While this piece is not Headhunter specific, nor fighter-specific, it shows how airpower, massively and tactically applied without interference from the political class (whether from the government or the Pentagon) can quickly and decisively end a war and a brave 17AD Commander who put mission above career and made it all happen. Enjoy. Thank you, John.
Thursday, 29 December, 2016
Of course, this is for those that were there. But more importantly it was for those who were not, as well as others who were never told.
Forty four years ago today was the last day of the Eleven Days of Linebacker II. I received this poignant reminder from my squadron mate Fred Buhl . A reminder that unearthed many memories of those eleven days. Fred and I flew most every day of Linebacker II; either a strike mission to the Hanoi area or Search and Rescue missions for those downed on previous days, or nights. There were many of our airmen who had ejected over NVN and/or Laos who needed to be rescued.
And others who were beyond helping.
There were fighter aircraft overhead Hanoi and Haiphong during the days and our “Trump Cards”, the B-52s, at night, every day and every night, dealing with a “Steel Sky” created by the dense Soviet air defense system of coordinated AAA, Surface to Air Missiles and the MIGS.
A few of us had been on the first USAF strike mission into North Vietnam on the 2nd of March, 1965. Our Air Force lost seven fighters that day. (Not a typo). My Squadron Commander during Linebacker II , Lt. Col. Charlie Copin, was also my Flight Commander on that first day in March of 1965.
The feeling of being on “The first and the last” was euphoric for us! Finally – fighting without a straight jacket!
While most Americans remember “D Day”, the Flag on the Hill at Iwo Jima, the Alamo, the Doolittle Raid on Tokyo, Gettysburg, and some perhaps Michener’s Bridges of Toko Ri, few have ever heard of Linebacker II, the eleven days in December of 1972, when we won the eight year military war in Vietnam after they finally let us fight without our arms tied behind our backs.

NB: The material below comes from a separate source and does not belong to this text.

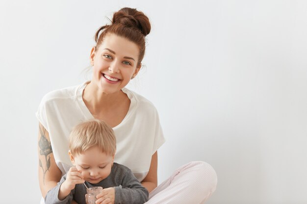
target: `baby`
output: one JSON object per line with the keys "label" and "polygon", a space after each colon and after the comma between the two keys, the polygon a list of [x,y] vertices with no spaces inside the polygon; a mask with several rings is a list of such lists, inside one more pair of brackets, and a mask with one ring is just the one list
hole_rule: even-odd
{"label": "baby", "polygon": [[128,167],[113,162],[116,139],[104,122],[93,119],[74,128],[69,136],[69,155],[73,164],[60,182],[48,192],[46,204],[85,204],[86,188],[102,186],[96,204],[141,204],[148,191]]}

There was a general ‘stand down’ before the operation to get the airplanes ready and to brief hundreds of aircrews for the B-52s and fighters. When we went into that first briefing we realized that our President, Mr. Nixon, had had enough of Uncle Ho, Le Doc Tho, and the NVN BS. No, this time we were going to send them a message they would understand – loudly and clearly!

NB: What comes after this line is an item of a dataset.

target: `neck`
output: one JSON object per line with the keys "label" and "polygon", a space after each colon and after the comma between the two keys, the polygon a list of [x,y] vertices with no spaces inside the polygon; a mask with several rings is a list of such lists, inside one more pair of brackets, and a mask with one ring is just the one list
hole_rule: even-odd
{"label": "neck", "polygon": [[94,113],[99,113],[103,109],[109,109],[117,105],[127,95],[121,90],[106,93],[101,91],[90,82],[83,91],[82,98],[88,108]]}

The cost was high, but the “V” initialed the Paris Peace Accords 8 days later on 6 January, 1973 and we began bringing our POW’s back from the horrid and torturous North Vietnam prisons on the 12th of February.

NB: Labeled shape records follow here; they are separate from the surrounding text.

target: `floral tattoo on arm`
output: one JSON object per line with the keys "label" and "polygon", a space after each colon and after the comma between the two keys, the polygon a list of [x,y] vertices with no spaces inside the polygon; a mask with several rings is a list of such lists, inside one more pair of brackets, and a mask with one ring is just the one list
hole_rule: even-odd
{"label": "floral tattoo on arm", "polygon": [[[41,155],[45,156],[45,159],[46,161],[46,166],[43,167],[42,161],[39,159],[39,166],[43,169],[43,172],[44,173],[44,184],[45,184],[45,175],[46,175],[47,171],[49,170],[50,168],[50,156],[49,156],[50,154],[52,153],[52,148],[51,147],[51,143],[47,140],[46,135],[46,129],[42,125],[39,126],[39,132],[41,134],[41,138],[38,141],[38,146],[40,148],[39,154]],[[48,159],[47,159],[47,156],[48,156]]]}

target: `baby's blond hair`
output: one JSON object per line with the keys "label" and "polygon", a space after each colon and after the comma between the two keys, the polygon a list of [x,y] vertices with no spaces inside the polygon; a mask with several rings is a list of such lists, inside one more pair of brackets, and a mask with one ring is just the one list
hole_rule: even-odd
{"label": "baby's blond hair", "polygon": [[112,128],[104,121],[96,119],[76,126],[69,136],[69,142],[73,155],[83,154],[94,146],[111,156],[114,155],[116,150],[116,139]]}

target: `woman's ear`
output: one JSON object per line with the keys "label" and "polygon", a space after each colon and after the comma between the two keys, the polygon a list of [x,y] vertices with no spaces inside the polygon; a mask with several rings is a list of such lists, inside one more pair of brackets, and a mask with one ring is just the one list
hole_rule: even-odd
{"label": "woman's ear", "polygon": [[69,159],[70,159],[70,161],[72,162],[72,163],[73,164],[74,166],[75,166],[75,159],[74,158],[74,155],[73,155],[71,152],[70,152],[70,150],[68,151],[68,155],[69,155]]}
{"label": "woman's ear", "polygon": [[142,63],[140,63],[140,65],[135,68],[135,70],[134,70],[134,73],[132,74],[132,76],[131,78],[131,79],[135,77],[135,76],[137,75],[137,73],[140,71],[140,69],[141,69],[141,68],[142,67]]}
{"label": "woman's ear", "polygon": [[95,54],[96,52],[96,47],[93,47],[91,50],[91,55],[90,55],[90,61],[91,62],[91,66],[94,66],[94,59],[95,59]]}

This is a somewhat poignant post during this Christmas season. Below is a short film about Linebacker II and the true heroes, the rough men who stayed awake nights so others could sleep comfortably in their warm beds-the men who went in harm’s way, whilst the biggest concerns for many back home were long holiday shopping queues.
You may recognize some of these men. My hope is that we never forget any of them.
Once a Thud Driver
Note: The video begins with the Name “Sully”. It is not the Sully of the Miracle on the Hudson. Don’t try this on an iPhone. It will play, but the essence will be minimized. A “Stiff one to Hand” suggested.
To view the film, click here:
When I was assigned to 8th AF back in 84-88 my boss LtCol Alex Napier, was an EWO during Linebacker II as was our senior gunner Marv (Maddog) Myers. They would get together during our Friday afternoon “training sessions” and talk about Linebackers I and II. According to them it was no picnic.
Something I would like to add to my previous comment. The restrictions placed on the aircrews during Nam really hand tied the aircrews. In my case, it was the EC-47 and the restrictions put on us as to where we could go, etc. The rubber plantations were “off limits” to us. Our EC-47 crew consisted of Pilot, Co-pilot, Nav, Flt Mech and three Morse Code Intercept operators. The BUFF crew comments about flying the same routes, is similar to the us flying the same “dead” areas in South Vietnam day after day. The “talking heads” in Washington had no clue who we were fighting over there.
Great post Tex. Thanks to Buster McGee & John Morrissey for sharing this story. I had no idea. That decision took guts.